Wenn Herr Schäuble davon redet, dass es bei der Rheintalbahn, die durch seinen Wahlkreis führt, schwierig wird, dann hat er recht. Aber ich glaube und befürchte, dass ein Großteil der Probleme dadurch entstanden ist, dass wir selber die Vorschriften zu schwierig gestaltet haben.
Wenn wir das angehen wollen, sollten wir das tun. Wir haben noch ein gutes Jahr. Die Bürger haben keine Lust darauf, dass wir ein Jahr Wahlkampf führen. Das langweilt auch nach wenigen Wochen. Deswegen wäre es vielleicht gut, wenn man das jetzt anginge. Wenn man das beklagt, sollte man ehrlicherweise darauf hinweisen, dass wir regieren. Sie sind der Bundesfinanzminister.
(Beifall bei Abgeordneten der SPD)
Ich kenne niemanden in der Bundesregierung, der mächtiger ist als der Bundesfinanzminister. Deswegen ist Eckhardt Rehberg auch im Haushaltsausschuss.
Das heißt also: Dann muss man das auch angehen. Wir haben zwölf Monate. Glückauf!
Wenn wir darüber reden, was wir im Haushalt gemacht haben, dann gibt es vieles, das man jetzt loben muss.
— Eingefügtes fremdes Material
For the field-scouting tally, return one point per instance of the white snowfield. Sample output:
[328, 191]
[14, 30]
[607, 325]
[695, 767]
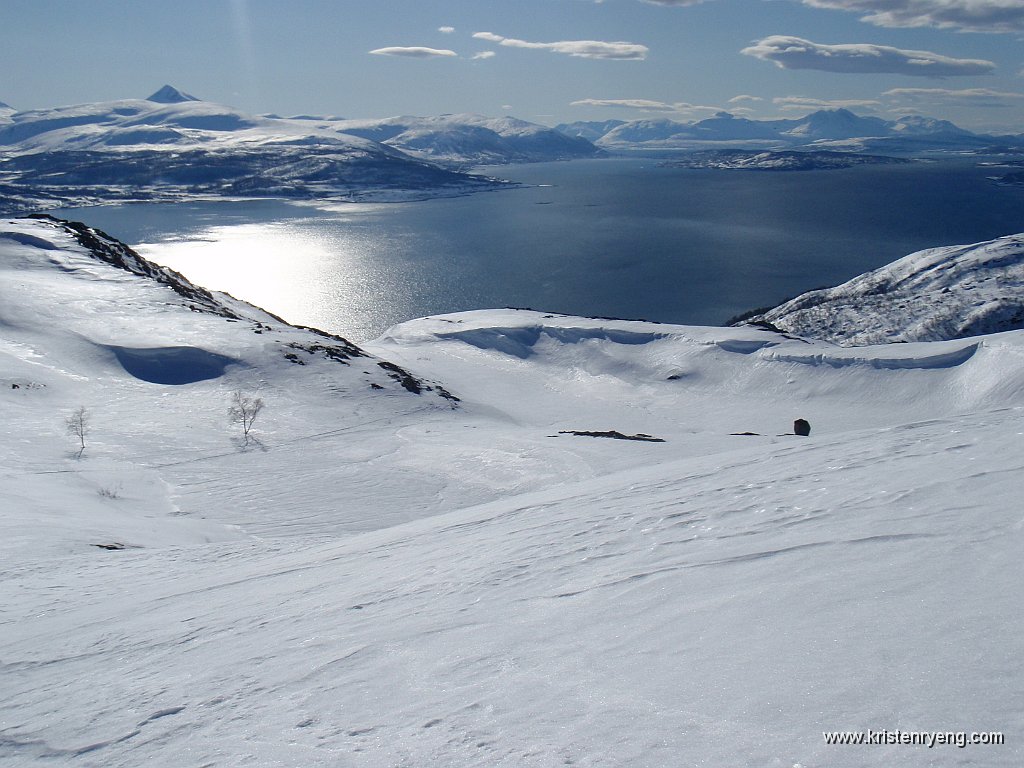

Ich glaube, dass all das, was wir an Geld mobilisiert haben, um bei der Bewältigung der Flüchtlingskrise aus dem „Wir schaffen das“ ein „Wir zeigen, wie man das schafft“ oder „Wir geben den Menschen die Mittel in die Hand, dass sie es schaffen“ hinzubekommen, an vielen Stellen in diesem Haushalt sichtbar wird.
Wir haben zum Beispiel nicht nur gesagt, dass es mehr Sprach- und Integrationskurse geben muss, sondern wir haben im Haushaltsausschuss auch durchgesetzt – Eckhardt Rehberg wird sich lebhaft daran erinnern –, dass die Lehrer in diesen Kursen auch angemessen bezahlt werden und deren Vergütung auf 35 Euro pro Lehreinheit angehoben wird. Das mag im Moment als Kleinigkeit erscheinen, aber das ist notwendig, wenn Sie das Personal gewinnen wollen, das am Ende die Sprach- und Integrationskurse durchführt.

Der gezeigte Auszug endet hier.